- Directed by: Sebastian Schipper
- Screenplay by: Sebastian Schipper
- Based on: Elective Affinities by Johann Wolfgang von Goethe
- Produced by: Sebastian Zühr Henning Ferber Marcus Welke
- Cinematography: Frank Blau
- Edited by: Horst Reiter
- Music by: Vic Chesnutt
- Release dates: 8 February 2009 (Berlinale); 30 July 2009;
- Running time: 92 minutes
- Country: Germany
- Language: German

= Sometime in August =

Sometime in August (Mitte Ende August) is a 2009 German drama film directed by Sebastian Schipper, starring Marie Bäumer, Milan Peschel, André Hennicke and Anna Brüggemann. It tells the story of Thomas and Hanna, a happily married couple settled on the countryside, whose relationship is challenged when they are visited by Tomas' brother and Hanna's goddaughter. The film is loosely based on the 1809 novel Elective Affinities by Johann Wolfgang von Goethe.
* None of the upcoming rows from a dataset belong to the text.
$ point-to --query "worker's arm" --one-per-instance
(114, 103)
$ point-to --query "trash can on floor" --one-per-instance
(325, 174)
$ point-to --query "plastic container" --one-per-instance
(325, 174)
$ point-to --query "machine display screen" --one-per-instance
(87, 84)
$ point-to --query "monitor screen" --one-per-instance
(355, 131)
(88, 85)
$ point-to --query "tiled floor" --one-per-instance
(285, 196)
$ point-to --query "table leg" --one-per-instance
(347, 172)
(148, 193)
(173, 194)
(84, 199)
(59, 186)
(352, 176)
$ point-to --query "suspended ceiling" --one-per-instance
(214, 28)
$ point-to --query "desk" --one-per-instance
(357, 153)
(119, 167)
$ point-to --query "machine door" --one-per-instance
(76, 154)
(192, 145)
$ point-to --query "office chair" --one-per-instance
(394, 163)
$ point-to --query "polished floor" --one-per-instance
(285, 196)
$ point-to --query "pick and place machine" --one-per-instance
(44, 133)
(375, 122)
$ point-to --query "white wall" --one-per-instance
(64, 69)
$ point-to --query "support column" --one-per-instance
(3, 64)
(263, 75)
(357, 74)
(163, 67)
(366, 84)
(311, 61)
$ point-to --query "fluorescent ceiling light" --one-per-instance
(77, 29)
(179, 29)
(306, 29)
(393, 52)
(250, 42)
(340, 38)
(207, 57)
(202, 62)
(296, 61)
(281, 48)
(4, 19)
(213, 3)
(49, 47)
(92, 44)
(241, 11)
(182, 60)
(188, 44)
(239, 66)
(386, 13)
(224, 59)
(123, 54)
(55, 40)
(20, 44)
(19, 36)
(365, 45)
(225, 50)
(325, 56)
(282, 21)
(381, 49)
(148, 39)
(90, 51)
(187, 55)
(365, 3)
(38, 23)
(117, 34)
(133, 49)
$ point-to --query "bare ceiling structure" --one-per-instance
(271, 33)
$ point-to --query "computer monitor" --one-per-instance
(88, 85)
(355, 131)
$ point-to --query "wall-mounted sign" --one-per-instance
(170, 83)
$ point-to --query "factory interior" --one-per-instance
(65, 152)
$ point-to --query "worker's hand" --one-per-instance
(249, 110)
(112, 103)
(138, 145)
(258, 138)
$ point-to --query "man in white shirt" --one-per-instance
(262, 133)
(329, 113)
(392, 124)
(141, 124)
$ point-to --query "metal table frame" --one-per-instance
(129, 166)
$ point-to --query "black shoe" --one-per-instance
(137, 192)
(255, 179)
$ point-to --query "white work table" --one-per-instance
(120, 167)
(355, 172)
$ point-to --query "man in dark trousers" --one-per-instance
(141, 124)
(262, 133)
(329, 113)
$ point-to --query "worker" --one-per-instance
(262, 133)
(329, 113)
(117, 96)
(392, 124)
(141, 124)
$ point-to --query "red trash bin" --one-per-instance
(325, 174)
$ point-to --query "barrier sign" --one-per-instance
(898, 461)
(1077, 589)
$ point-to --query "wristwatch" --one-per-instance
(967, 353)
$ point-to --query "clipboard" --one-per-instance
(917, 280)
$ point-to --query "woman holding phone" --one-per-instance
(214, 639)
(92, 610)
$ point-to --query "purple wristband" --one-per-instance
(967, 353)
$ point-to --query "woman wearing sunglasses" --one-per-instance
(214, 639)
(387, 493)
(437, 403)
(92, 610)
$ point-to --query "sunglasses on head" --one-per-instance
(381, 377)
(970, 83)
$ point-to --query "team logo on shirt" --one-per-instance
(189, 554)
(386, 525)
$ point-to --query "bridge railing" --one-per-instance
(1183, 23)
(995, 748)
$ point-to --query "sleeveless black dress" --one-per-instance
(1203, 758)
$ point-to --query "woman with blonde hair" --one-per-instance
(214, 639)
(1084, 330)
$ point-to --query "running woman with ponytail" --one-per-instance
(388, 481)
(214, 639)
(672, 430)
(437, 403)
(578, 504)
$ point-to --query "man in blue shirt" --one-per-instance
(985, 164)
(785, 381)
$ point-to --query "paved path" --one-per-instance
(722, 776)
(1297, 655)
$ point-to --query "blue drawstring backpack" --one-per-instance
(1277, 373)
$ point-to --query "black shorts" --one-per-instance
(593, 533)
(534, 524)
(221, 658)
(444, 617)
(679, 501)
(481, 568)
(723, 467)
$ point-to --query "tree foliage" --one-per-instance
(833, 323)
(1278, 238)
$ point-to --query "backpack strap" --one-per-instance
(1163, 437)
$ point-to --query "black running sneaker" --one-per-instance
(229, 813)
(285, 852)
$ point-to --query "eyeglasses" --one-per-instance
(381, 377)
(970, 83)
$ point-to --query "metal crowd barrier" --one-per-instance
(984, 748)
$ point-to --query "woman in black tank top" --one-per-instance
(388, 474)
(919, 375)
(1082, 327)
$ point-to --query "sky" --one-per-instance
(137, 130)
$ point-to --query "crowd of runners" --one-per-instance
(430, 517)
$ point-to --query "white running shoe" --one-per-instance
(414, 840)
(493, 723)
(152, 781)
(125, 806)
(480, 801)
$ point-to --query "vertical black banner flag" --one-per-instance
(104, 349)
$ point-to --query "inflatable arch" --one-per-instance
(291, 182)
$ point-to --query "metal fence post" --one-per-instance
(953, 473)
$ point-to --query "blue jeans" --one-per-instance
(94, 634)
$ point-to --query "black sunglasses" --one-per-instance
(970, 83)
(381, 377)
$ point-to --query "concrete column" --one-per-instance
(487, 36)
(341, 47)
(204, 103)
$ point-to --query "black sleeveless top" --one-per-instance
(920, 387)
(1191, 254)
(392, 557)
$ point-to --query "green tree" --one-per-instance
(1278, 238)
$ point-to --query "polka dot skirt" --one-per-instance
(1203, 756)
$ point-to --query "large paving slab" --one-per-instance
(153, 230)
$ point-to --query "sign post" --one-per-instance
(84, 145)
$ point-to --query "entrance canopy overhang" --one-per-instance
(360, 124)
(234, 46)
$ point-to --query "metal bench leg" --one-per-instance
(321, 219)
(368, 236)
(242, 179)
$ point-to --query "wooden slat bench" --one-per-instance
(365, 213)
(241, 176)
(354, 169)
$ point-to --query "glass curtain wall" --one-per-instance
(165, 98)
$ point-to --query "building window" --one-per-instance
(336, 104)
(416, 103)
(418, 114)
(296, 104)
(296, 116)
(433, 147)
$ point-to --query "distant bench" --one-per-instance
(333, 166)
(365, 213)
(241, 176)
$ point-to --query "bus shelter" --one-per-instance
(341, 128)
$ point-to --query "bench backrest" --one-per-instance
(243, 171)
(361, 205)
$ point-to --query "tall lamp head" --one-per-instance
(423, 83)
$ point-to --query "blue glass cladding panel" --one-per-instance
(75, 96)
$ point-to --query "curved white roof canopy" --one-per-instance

The film premiered in the Forum section of the 59th Berlin International Film Festival. It won the Grand Prix at the Cabourg Film Festival.

==Cast==
- Milan Peschel as Thomas
- Marie Bäumer as Hanna
- Anna Brüggemann as Augustine
- André Hennicke as Friedrich
- Gert Voss as Bo
- Agnes Zeltina as Galina Petrova

==Production==
The film was produced by Film1 GmbH & Co. KG in collaboration with Senator Film Produktion and Norddeutscher Rundfunk. Filming took place in Hamburg, from 28 August to 21 October 2007.

==Reception==
Kirk Honeycutt of The Hollywood Reporter wrote: "Goethe seemingly was playing with notions of fate and free will but his work is generally considered enigmatic. For his part, Schipper shows a couple's equilibrium getting upset by outside forces, but he never establishes any reason why this should be." Honeycutt continued: "The four characters -- along with a brief, somewhat inexplicable appearance by Hanna's father and his absurd Russian girlfriend -- never really come alive. The actors are all rather earnest and a score by American singer-songwriter Vic Chesnutt wears soulfulness on its sleeve. But the film never gets at what ails these people. It must be bad chemistry."